In November of last year, I was pretty excited to write about Hywind, a 6 MW offshore wind farm consisting entirely of floating wind turbines that is under development off the coast of Scotland. Given the fact that floating turbines may be able to both drive down costs and increase the geographical viability of offshore wind, this seemed like a significant development in the already explosive growth of offshore wind in Britain.
And offshore wind is so particularly exciting because it suffers from less intermittency than its onshore counterpart. (The winds are stronger and more consistent at sea.)

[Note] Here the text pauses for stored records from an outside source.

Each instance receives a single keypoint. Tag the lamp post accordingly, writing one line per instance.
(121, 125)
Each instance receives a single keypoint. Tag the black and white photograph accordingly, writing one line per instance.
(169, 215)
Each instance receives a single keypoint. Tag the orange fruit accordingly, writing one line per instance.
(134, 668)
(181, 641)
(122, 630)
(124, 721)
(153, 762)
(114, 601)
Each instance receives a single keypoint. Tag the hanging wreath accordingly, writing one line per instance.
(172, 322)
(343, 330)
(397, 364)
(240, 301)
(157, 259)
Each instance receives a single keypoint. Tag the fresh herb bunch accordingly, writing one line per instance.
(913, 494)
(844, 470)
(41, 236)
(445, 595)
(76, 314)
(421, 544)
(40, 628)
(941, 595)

Now there's even more reason to be cheerful about this project. Renewable Energy Magazine reports that Statoil, the Norwegian energy (and oil) giant that's developing this project, is also launching Batwind—a lithium ion battery storage solution designed specifically for offshore wind applications. And its first trial run, in late 2018 if all goes to plan, will be at the Hywind floating wind farm. Developed in conjunction with universities and suppliers in Scotland, if successful, this project could add a significant boost to an already exciting new development in wind energy technology.
In a press release accompanying the announcement Stephen Bull, Statoil’s senior vice president for offshore wind, explained the company's interest in the project:
“Statoil has a strong position in offshore wind. By developing innovative battery storage solutions, we can improve the value of wind energy for both Statoil and customers. With Batwind, we can optimise the energy system from wind park to grid. Battery storage represents a new application in our offshore wind portfolio, contributing to realising our ambition of profitable growth in this area.”